Re: [jude & hannah: tea]
When he'd been small, formative boy, the apartment in New York had been small and scrupulously clean and starved of visitors. It had been very full of warmth and love and laughter and seriousness, when it came to it, but it had been all from two people and they the only two in the world. People had been passing concern, a balcony's worth of entertainment and Jude had liked people with a longing that came from knowing them in books and movies and in stories rather than persons he his own self had met. Which was to say, when he had been thrown wholesale into a house all small, lonely boys rather like himself, he had forged fast a liking for people that had stood him as he rollicked topsy-turvey into other people's lives and stole things from them.
He thought about Louis now, Louis who had angles and irregularities Jude thought were fascinating, in their own way, and the fact that no matter how you flirted with Louis, he was unbending, as strong as oak for all of that, and his thinking rounded onto Daniel as was near-inevitable, given proximity, eccentricity and history, even if the rumination was out of place.

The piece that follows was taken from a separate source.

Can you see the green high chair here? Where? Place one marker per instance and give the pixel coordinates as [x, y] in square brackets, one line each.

"He's handsome, I'm afraid. But interesting, he's Scottish, which adds at least half a life's worth of interesting to the mix." She twisted her teacup in her fingers, as if she could read the runes in it. Dusty drifts of tea leaf remnants and he rather thought Hannah would make the story about the runes more interesting than the life it probably talked about.

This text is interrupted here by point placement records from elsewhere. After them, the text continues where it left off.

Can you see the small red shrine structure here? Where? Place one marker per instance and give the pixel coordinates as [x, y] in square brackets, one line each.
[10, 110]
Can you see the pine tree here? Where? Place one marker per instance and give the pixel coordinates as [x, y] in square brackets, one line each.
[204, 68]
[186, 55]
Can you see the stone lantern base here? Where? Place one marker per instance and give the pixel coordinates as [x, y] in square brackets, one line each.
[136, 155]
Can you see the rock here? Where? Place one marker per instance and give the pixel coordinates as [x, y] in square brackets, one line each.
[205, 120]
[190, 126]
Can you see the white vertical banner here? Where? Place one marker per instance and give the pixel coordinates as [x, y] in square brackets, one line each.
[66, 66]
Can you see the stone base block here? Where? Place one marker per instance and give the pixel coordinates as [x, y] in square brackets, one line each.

"You need to climb the trees, or find somewhere so high up you can see nothing but sky. A treehouse, it won't be a beach but you could climb up high enough you could have the sky all to yourself," Jude offered, with his cheek in his palm.
"Bite your tongue, Torah's different," it wasn't that he held onto religion tight-as-tight, but it was a root that drew him back to the city and the balcony and the twinkling lights that were other people's lives, lived as far away practically as being under the sea. "The books are different order. You don't have to believe, I think. The story is the same whether it's believed or it's heard as if it were a story and nothing but. I don't remember, I wasn't old enough to be a man in the faith when my mother died, and my adoptive family weren't religious at all."
Her delight kindled easily, lit match struck against dry tinder, and did life lack drama enough that it was needed? Oh, but Jude recalled most people's dearest friend was not a vampire old enough to see through Revolutions, and who took blood with tea and his own humanity odd occurance in a town full of weird and witchery.
"You mean the kind where they fall in love, regardless of their beginnings? Arguments and tempests in tea-cups and seeing the good in people in-spite of themselves?" Jude grinned, like a boy who'd read a couple and poked through for happy endings. "I'd like that, I think, rather than the other kind, so if we're playacting, please, I'd rather the playact from that particular script rather than the frosty, everyone's miserable sort." She was laughing as she looked at him, even if her mouth was still and Jude didn't mind one scrap. He laughed back, silent as graves.
"Oh, but I'd rather be Rochester. I could be grim. I could have a mad woman in the attic, and you wouldn't know it." He considered Darcy and rejected him, "If the qualifier is curls, find somebody else," he pulled on the ends ruefully. "Who would you be, if you could?"